Sequential Bayesian Neural Subnetwork Ensembles
Sanket Jantre, Shrijita Bhattacharya, Nathan M. Urban, Byung-Jun Yoon, Tapabrata Maiti, Prasanna Balaprakash, Sandeep Madireddy
TL;DR
The paper addresses the high cost and limited flexibility of traditional deep ensembles by introducing SeBayS, a sequential ensembling framework for Bayesian neural networks that maintains full sparsity throughout training. It combines a one-shot exploration phase with multiple exploitation phases to generate diverse Bayesian subnetworks in a single forward pass, using a prune-grow mechanism and a sparsity-aware VI objective.
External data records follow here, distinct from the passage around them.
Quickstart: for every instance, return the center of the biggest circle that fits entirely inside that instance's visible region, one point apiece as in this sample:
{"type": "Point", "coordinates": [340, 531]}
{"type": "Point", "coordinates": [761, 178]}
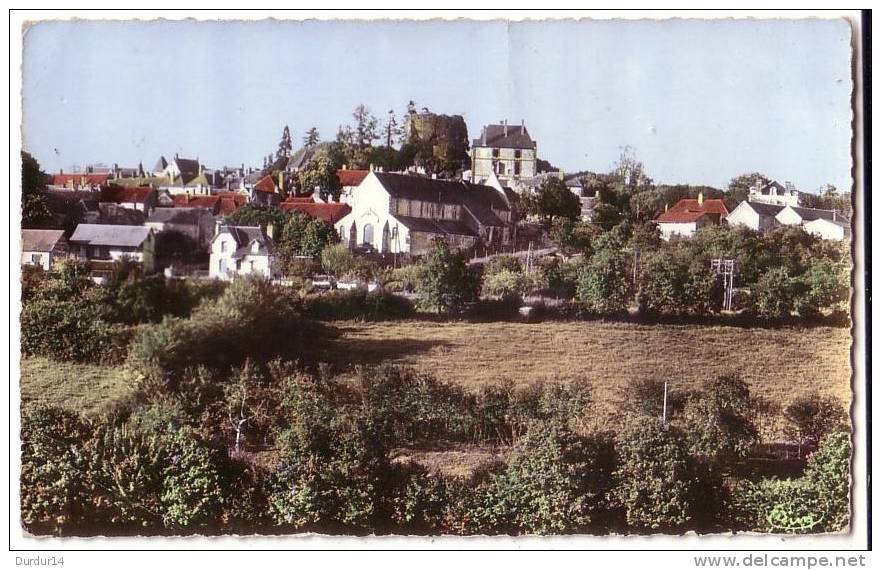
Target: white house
{"type": "Point", "coordinates": [795, 216]}
{"type": "Point", "coordinates": [241, 250]}
{"type": "Point", "coordinates": [399, 213]}
{"type": "Point", "coordinates": [689, 215]}
{"type": "Point", "coordinates": [41, 248]}
{"type": "Point", "coordinates": [759, 216]}
{"type": "Point", "coordinates": [101, 242]}
{"type": "Point", "coordinates": [774, 193]}
{"type": "Point", "coordinates": [506, 150]}
{"type": "Point", "coordinates": [835, 230]}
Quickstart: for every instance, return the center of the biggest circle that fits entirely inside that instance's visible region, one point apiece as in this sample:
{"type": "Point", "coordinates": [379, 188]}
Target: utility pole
{"type": "Point", "coordinates": [664, 410]}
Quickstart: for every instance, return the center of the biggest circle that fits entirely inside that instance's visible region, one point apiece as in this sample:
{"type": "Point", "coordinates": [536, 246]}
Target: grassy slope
{"type": "Point", "coordinates": [84, 388]}
{"type": "Point", "coordinates": [779, 364]}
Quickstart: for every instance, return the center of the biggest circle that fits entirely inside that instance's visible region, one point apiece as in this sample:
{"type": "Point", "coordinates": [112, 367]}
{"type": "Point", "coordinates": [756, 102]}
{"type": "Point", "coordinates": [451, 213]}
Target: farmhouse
{"type": "Point", "coordinates": [140, 198]}
{"type": "Point", "coordinates": [759, 216]}
{"type": "Point", "coordinates": [349, 180]}
{"type": "Point", "coordinates": [508, 151]}
{"type": "Point", "coordinates": [774, 193]}
{"type": "Point", "coordinates": [398, 213]}
{"type": "Point", "coordinates": [835, 229]}
{"type": "Point", "coordinates": [195, 223]}
{"type": "Point", "coordinates": [689, 215]}
{"type": "Point", "coordinates": [99, 242]}
{"type": "Point", "coordinates": [79, 181]}
{"type": "Point", "coordinates": [41, 248]}
{"type": "Point", "coordinates": [330, 212]}
{"type": "Point", "coordinates": [241, 250]}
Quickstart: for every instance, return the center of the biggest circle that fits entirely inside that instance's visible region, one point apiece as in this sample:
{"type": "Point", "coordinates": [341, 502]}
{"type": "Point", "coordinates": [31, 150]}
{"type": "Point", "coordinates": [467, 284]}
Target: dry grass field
{"type": "Point", "coordinates": [780, 364]}
{"type": "Point", "coordinates": [84, 388]}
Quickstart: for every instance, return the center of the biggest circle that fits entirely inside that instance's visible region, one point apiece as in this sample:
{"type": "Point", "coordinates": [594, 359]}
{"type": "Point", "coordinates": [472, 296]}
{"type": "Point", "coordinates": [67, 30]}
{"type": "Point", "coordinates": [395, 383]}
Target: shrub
{"type": "Point", "coordinates": [655, 478]}
{"type": "Point", "coordinates": [604, 282]}
{"type": "Point", "coordinates": [252, 319]}
{"type": "Point", "coordinates": [775, 293]}
{"type": "Point", "coordinates": [446, 282]}
{"type": "Point", "coordinates": [719, 422]}
{"type": "Point", "coordinates": [544, 490]}
{"type": "Point", "coordinates": [375, 305]}
{"type": "Point", "coordinates": [810, 418]}
{"type": "Point", "coordinates": [337, 259]}
{"type": "Point", "coordinates": [69, 330]}
{"type": "Point", "coordinates": [817, 502]}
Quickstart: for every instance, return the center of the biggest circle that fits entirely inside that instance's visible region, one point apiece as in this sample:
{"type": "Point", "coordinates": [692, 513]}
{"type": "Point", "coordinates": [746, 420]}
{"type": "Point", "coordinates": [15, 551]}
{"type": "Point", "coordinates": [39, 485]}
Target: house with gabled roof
{"type": "Point", "coordinates": [772, 192]}
{"type": "Point", "coordinates": [760, 216]}
{"type": "Point", "coordinates": [689, 215]}
{"type": "Point", "coordinates": [193, 222]}
{"type": "Point", "coordinates": [41, 248]}
{"type": "Point", "coordinates": [400, 213]}
{"type": "Point", "coordinates": [241, 250]}
{"type": "Point", "coordinates": [103, 242]}
{"type": "Point", "coordinates": [140, 198]}
{"type": "Point", "coordinates": [508, 151]}
{"type": "Point", "coordinates": [330, 212]}
{"type": "Point", "coordinates": [828, 224]}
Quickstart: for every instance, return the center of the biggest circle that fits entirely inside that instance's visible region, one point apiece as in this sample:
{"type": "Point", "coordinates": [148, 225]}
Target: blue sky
{"type": "Point", "coordinates": [700, 101]}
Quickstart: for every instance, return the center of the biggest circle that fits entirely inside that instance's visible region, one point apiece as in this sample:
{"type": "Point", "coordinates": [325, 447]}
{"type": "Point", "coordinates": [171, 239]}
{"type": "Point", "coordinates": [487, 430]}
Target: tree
{"type": "Point", "coordinates": [337, 259]}
{"type": "Point", "coordinates": [604, 282]}
{"type": "Point", "coordinates": [320, 176]}
{"type": "Point", "coordinates": [738, 187]}
{"type": "Point", "coordinates": [34, 210]}
{"type": "Point", "coordinates": [312, 138]}
{"type": "Point", "coordinates": [811, 418]}
{"type": "Point", "coordinates": [553, 201]}
{"type": "Point", "coordinates": [365, 127]}
{"type": "Point", "coordinates": [242, 401]}
{"type": "Point", "coordinates": [285, 145]}
{"type": "Point", "coordinates": [719, 422]}
{"type": "Point", "coordinates": [775, 293]}
{"type": "Point", "coordinates": [446, 282]}
{"type": "Point", "coordinates": [655, 477]}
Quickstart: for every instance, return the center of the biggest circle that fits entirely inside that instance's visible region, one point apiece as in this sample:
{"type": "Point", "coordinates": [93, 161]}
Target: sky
{"type": "Point", "coordinates": [700, 101]}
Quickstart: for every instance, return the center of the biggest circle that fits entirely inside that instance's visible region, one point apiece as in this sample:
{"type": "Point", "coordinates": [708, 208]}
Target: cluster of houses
{"type": "Point", "coordinates": [769, 205]}
{"type": "Point", "coordinates": [110, 212]}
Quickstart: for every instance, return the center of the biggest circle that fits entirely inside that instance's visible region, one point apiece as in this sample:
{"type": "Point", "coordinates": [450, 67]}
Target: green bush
{"type": "Point", "coordinates": [604, 282]}
{"type": "Point", "coordinates": [819, 501]}
{"type": "Point", "coordinates": [376, 305]}
{"type": "Point", "coordinates": [252, 319]}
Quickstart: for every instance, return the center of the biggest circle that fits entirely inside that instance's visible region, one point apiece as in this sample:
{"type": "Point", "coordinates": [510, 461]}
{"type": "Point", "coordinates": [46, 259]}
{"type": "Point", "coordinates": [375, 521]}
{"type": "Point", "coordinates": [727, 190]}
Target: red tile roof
{"type": "Point", "coordinates": [266, 185]}
{"type": "Point", "coordinates": [80, 178]}
{"type": "Point", "coordinates": [689, 210]}
{"type": "Point", "coordinates": [127, 194]}
{"type": "Point", "coordinates": [351, 177]}
{"type": "Point", "coordinates": [331, 212]}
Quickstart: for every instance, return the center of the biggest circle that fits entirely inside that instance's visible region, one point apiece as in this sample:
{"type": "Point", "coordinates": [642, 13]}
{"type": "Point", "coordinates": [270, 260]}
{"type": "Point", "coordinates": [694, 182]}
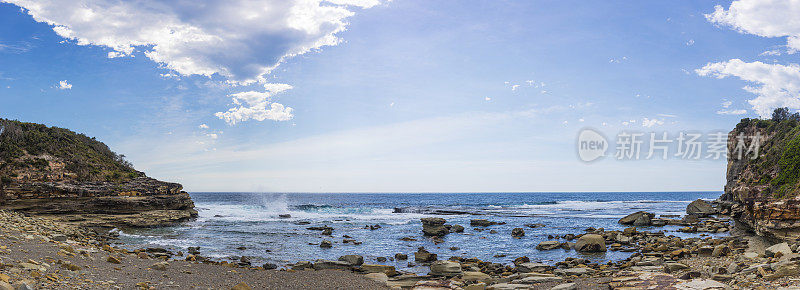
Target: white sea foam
{"type": "Point", "coordinates": [270, 213]}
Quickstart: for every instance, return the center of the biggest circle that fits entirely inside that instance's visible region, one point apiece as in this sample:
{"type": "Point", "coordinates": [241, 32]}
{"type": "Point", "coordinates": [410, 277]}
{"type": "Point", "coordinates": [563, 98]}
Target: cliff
{"type": "Point", "coordinates": [761, 193]}
{"type": "Point", "coordinates": [69, 176]}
Empirically, SeBayS and its BayS variant outperform dense and sparse baselines in accuracy, calibration, OoD detection, and adversarial robustness on CIFAR-10/100 with Wide ResNet-28-10, while reducing training and memory costs. The approach offers a scalable, robust ensemble technique for uncertainty estimation, with potential extensions to structured sparsity and energy-efficient uncertainty frameworks.
Abstract
Deep ensembles have emerged as a powerful technique for improving predictive performance and enhancing model robustness across various applications by leveraging model diversity. However, traditional deep ensemble methods are often computationally expensive and rely on deterministic models, which may limit their flexibility. Additionally, while sparse subnetworks of dense models have shown promise in matching the performance of their dense counterparts and even enhancing robustness, existing methods for inducing sparsity typically incur training costs comparable to those of training a single dense model, as they either gradually prune the network during training or apply thresholding post-training. In light of these challenges, we propose an approach for sequential ensembling of dynamic Bayesian neural subnetworks that consistently maintains reduced model complexity throughout the training process while generating diverse ensembles in a single forward pass. Our approach involves an initial exploration phase to identify high-performing regions within the parameter space, followed by multiple exploitation phases that take advantage of the compactness of the sparse model. These exploitation phases quickly converge to different minima in the energy landscape, corresponding to high-performing subnetworks that together form a diverse and robust ensemble. We empirically demonstrate that our proposed approach outperforms traditional dense and sparse deterministic and Bayesian ensemble models in terms of prediction accuracy, uncertainty estimation, out-of-distribution detection, and adversarial robustness.